<M7級の首都直下型地震が今後4年以内に約70%の確率で発生する>
こんな試算をまとめたのは、東京大学地震研究所の研究チームだ。政府の地震調査研究推進本部が出している「30年以内に70%程度」という、首都直下を含む南関東の地震の発生確率と比べると、極めて高い数字。首都直下型地震がにわかに現実味を帯びてきたのだ。
政府の中央防災会議では、東京湾北部を震源とするM7.3の地震が起きた際の被害として、建物の全壊および焼失は約85万棟にのぼり、最大で約1万1000人もの死者が出ると想定している。
東日本大震災では、その被害の多くが津波によるものだったが、直下型地震の場合、危惧されるのは阪神・淡路大震災のような建物の損壊と火事だ。このふたつについては、家庭で行う対策で生死が分かれることになる。
危機管理教育研究所の代表・国崎信江氏は、こう語る。
「大地震から生き延びるには、“非常持ち出し袋”といった避難所生活を前提とした場当たり的な対策ではなく、避難しなくて済むように“災害に強い家”に住むことが大事なんです」
首都圏に住んでいる国崎氏だが、事実、非常持ち出し袋は最低限しか備えていない。国崎氏によれば、マンションなどを選ぶ際に重要なのは、まずは“土地”だという。

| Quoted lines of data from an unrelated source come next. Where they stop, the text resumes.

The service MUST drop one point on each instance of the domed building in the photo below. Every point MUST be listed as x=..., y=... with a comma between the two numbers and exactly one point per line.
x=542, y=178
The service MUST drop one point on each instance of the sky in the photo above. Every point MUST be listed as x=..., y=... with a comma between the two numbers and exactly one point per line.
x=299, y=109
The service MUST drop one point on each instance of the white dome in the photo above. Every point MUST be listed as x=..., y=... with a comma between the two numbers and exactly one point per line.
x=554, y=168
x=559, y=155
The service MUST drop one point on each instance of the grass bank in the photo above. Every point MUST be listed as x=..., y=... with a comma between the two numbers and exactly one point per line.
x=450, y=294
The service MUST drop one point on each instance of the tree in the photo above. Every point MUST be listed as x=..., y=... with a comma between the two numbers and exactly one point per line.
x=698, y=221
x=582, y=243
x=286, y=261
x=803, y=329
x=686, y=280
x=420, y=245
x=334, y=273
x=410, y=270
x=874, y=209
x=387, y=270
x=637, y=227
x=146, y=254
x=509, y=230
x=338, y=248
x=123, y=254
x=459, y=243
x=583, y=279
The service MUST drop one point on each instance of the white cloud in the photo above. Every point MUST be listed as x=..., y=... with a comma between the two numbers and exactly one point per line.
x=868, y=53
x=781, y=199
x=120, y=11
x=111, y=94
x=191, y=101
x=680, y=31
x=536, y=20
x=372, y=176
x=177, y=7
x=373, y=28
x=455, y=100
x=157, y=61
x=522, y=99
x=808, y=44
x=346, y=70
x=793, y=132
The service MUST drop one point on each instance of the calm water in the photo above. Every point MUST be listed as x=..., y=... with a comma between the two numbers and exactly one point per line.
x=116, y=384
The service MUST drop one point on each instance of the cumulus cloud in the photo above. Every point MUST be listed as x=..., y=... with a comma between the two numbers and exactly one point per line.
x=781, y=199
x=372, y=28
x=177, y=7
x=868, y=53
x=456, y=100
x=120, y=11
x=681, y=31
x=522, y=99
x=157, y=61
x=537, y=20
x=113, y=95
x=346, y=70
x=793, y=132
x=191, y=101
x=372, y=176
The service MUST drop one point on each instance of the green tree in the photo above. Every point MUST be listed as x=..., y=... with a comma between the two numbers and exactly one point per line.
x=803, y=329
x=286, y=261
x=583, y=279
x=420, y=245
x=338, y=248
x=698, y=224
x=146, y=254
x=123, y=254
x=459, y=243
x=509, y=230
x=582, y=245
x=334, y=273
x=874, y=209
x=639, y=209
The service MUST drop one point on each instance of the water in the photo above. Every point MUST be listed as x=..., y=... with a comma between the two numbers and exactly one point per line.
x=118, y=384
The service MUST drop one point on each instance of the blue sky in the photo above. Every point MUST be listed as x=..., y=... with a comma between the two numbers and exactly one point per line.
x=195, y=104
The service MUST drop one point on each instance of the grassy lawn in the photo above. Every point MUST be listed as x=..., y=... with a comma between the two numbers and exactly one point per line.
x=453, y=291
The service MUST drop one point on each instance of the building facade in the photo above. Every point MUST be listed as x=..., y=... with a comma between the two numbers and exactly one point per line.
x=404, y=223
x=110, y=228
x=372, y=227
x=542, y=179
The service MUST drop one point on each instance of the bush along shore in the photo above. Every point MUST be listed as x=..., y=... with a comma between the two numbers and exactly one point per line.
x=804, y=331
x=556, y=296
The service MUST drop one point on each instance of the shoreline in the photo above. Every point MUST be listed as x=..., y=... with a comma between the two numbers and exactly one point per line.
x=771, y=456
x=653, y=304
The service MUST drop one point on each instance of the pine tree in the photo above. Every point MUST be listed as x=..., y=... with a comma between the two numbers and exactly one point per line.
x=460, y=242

「どんなに丈夫な建物でも、その地面がもろければ、建物は災害に耐えられません。自治体が公表しているハザードマップや明治時代の古地図などを参考にして、その土地が以前どんな場所だったか把握しておくとよいでしょう。かつて海や沼地であったところは液状化の危険もあります」
インターネットで、町丁目別に地盤の強度をもとにした建物の倒壊リスクを公表している東京都をはじめ、多くの自治体ではハザードマップだけではなく、地盤の強さを公表している。しかし、それだけではわからないことも。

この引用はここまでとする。